Hi everyone,
I could use a sanity check. All my relays suddenly went offline. I’ve managed to get them to start again, but they now sit there with 0 B traffic (data from metrics). I’m not sure what I’m still missing.
What happened
-
Relays were fine, then from one day to the next they went offline.
-
Nyx kept warning:
Your server has not managed to confirm reachability for its ORPort(s) at <IP_ADDRESS>. Relays do not publish descriptors until their ORPort and DirPort are reachable...
-
Network and provider firewalls looked correct. Nonetheless, reachability didn’t pass.
What I changed to get them to start again
-
Allowed non-root bind to 443:
sudo setcap 'cap_net_bind_service=+ep' /usr/bin/tor
-
Made ORPort/address explicit in
torrc
(I tried both single-stack v4 and dual-stack):ORPort 0.0.0.0:443 IPv4Only ORPort [::]:443 IPv6Only Address <IP_ADDRESS> SocksPort 0 RunAsDaemon 1
-
On hosts that DNAT to a private RFC1918 address, I set rp_filter to loose to stop the kernel from dropping SYNs before iptables:
sudo sysctl -w net.ipv4.conf.all.rp_filter=2 sudo sysctl -w net.ipv4.conf.default.rp_filter=2
-
Ensured iptables has “established/related” and ORPort 443 ACCEPT rules before the final REJECT.
After these, the relays start, bind to 0.0.0.0:443
(and ::
where used), external port checks succeed (443 open from the internet), and the previous reachability warning went away.
Current problem
Despite being up, traffic stays at 0 bytes.

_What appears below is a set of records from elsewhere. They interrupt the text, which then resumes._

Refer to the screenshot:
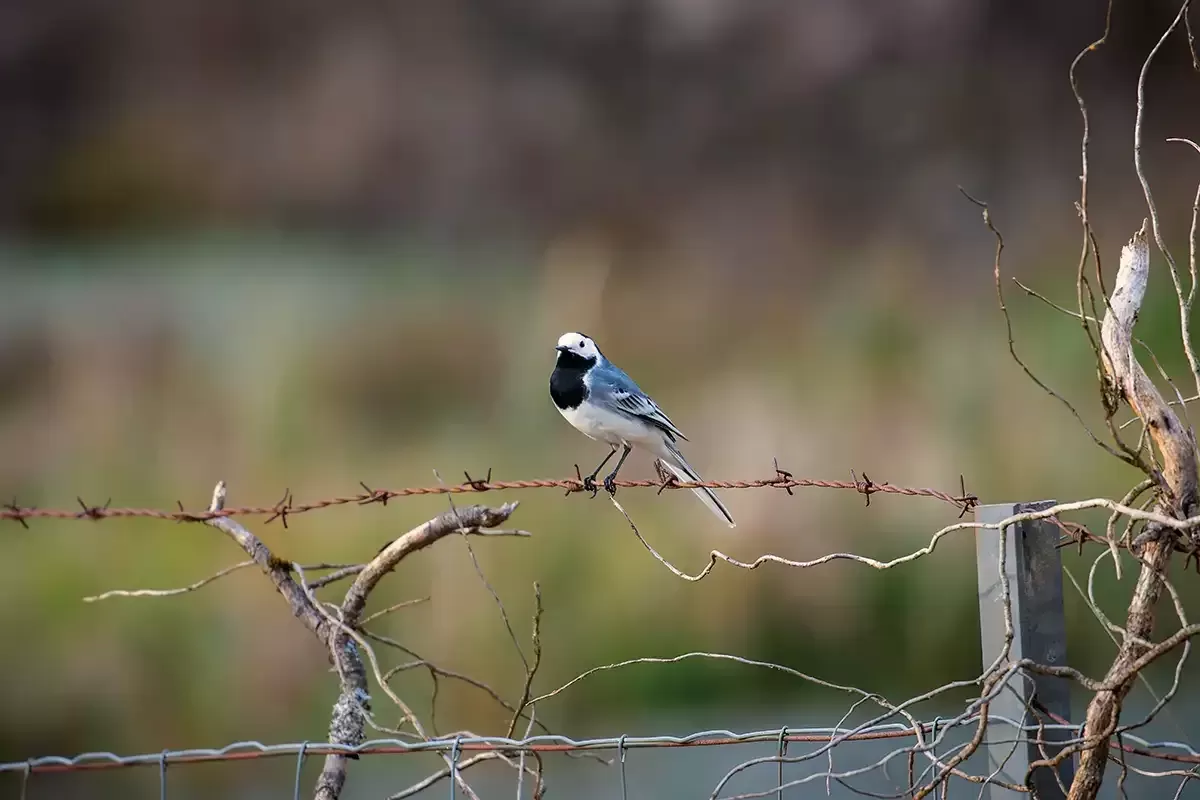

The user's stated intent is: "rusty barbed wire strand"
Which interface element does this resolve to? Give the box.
[0,465,979,528]
[0,715,1200,775]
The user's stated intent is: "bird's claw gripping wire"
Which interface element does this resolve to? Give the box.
[566,464,600,497]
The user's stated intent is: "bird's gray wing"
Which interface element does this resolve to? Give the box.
[588,362,688,441]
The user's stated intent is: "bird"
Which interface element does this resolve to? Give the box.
[550,332,737,528]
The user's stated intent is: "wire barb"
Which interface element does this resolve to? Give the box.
[772,458,796,497]
[263,489,292,530]
[0,464,979,528]
[74,497,113,519]
[462,467,492,492]
[359,481,391,506]
[4,498,29,530]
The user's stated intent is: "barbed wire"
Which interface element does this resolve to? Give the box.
[0,463,979,528]
[9,714,1200,775]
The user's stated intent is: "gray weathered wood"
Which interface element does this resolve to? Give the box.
[976,500,1074,800]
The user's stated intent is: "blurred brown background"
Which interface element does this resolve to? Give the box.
[0,0,1200,796]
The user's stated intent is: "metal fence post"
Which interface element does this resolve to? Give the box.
[976,500,1074,800]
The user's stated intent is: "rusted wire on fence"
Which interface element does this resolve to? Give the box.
[9,715,1200,775]
[0,465,979,528]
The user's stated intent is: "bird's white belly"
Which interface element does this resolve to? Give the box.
[558,403,662,445]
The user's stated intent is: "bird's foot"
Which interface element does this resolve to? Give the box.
[566,464,600,497]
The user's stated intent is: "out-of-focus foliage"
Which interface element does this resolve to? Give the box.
[7,0,1200,796]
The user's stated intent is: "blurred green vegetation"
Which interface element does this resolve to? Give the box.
[0,233,1195,777]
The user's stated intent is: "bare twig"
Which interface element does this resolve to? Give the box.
[1068,220,1198,800]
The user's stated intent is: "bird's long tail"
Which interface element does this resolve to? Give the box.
[658,439,737,528]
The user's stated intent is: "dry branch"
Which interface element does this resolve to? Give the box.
[1068,222,1196,800]
[204,481,521,800]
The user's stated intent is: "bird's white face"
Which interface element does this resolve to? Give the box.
[554,333,600,361]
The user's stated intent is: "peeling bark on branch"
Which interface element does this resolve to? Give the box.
[1068,222,1198,800]
[205,481,517,800]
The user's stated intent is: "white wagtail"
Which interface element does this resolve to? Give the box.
[550,333,734,528]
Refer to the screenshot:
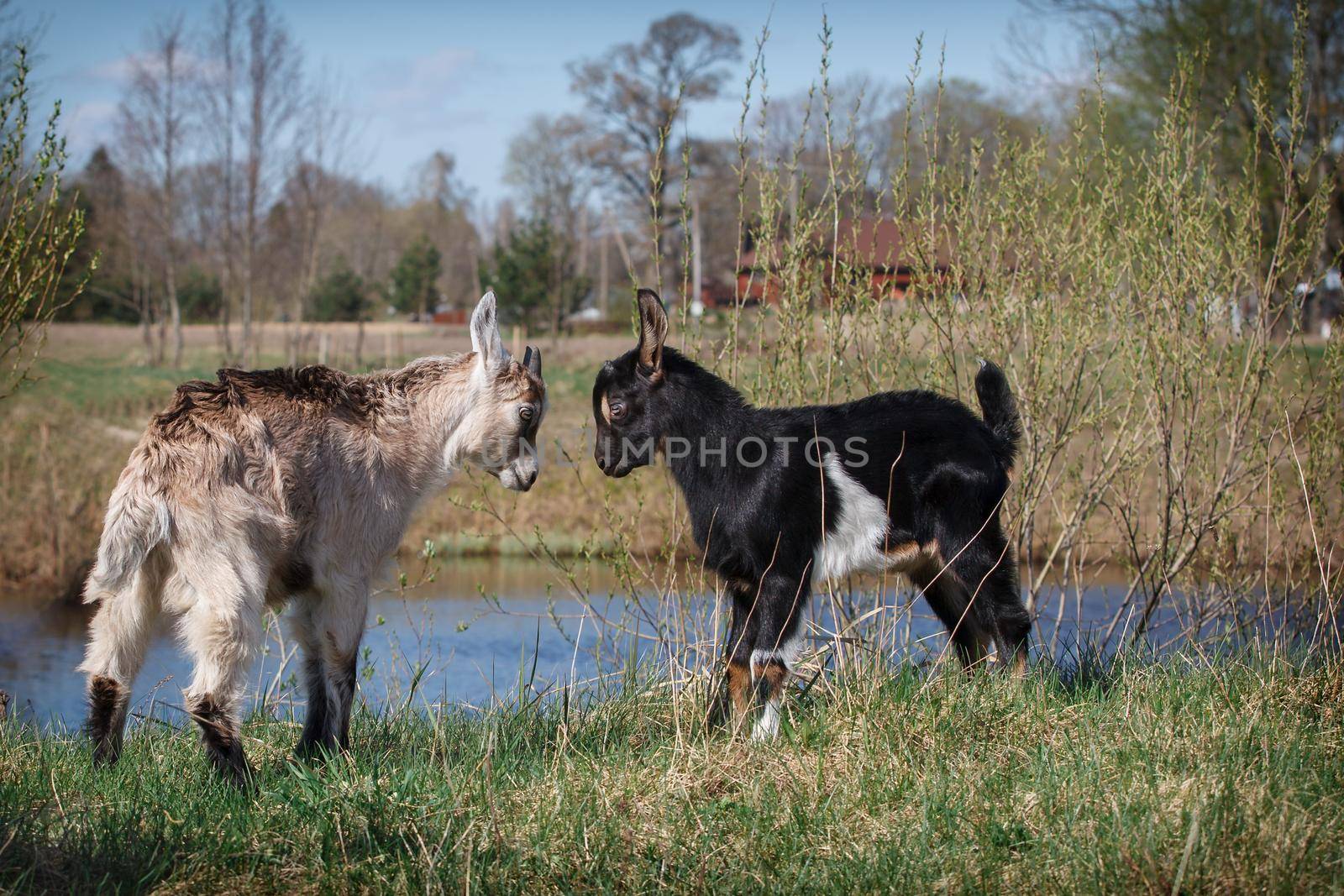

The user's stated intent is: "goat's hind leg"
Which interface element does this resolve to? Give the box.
[179,563,265,787]
[296,579,368,755]
[79,553,163,764]
[708,589,761,726]
[291,595,331,759]
[751,578,811,740]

No client connections appear in Nyx. Onionoo/Relay Search visibility is inconsistent (sometimes not listed yet). I’m unsure if this is a consensus/descriptor issue, some subtle provider filtering, a hibernation/bandwidth-accounting misconfig or something else I’ve overlooked.
Environment / versions
-
Tor
0.4.8.17
(OpenSSL 3.0.13, Libevent 2.1.12) -
Linux (systemd)
-
Multiple VPS providers (incl. Oracle Cloud & Kamatera, IONOS)
-
Some instances are behind provider DNAT to a private IP (e.g.
10.x.y.z
) with a public IPv4.
Relevant torrc
(current)
Nickname <NICKNAME>
ContactInfo <CONTACT>
ORPort 0.0.0.0:443 IPv4Only
# (on dual-stack hosts)
# ORPort [::]:443 IPv6Only
Address <IP_ADDRESS>
SocksPort 0
ExitPolicy reject *:*
# optional: Accounting
AccountingRule sum
AccountingMax 4.5 TBytes
RunAsDaemon 1
# ControlPort is local-only for Nyx
ControlPort 127.0.0.1:9051
CookieAuthentication 1
What I already checked
-
ss -ltnp
shows Tor listening on 443 (v4 and optionally v6). -
External checks (PowerShell
Test-NetConnection <IP> -Port 443
and nmap) return True. -
tcpdump
now shows SYN → SYN/ACK for inbound 443. -
iptables INPUT has:
-
-m conntrack --ctstate ESTABLISHED,RELATED -j ACCEPT
-
-p tcp --dport 443 -m conntrack --ctstate NEW -j ACCEPT
-
final
REJECT
after those.
-
-
System clock is synced (NTP).
-
No other service on 443.
Questions
-
What else could make a relay run with 0 B traffic after reachability succeeds?
(e.g., waiting on Running flag/consensus, badAddress
being published, family config side-effects?) -
Could a provider-level policy still allow TCP 443 but somehow block/shape Tor TLS in a way that results in 0 traffic?
-
Any logs/metrics I should share beyond
notice
lines like “Self-testing indicates your ORPort is reachable / Publishing server descriptor”?
(Happy to provide fingerprints, exacttorrc
, and more logs if helpful.)
Thanks a ton for any pointers - I feel I’m one step away but can’t spot what’s left.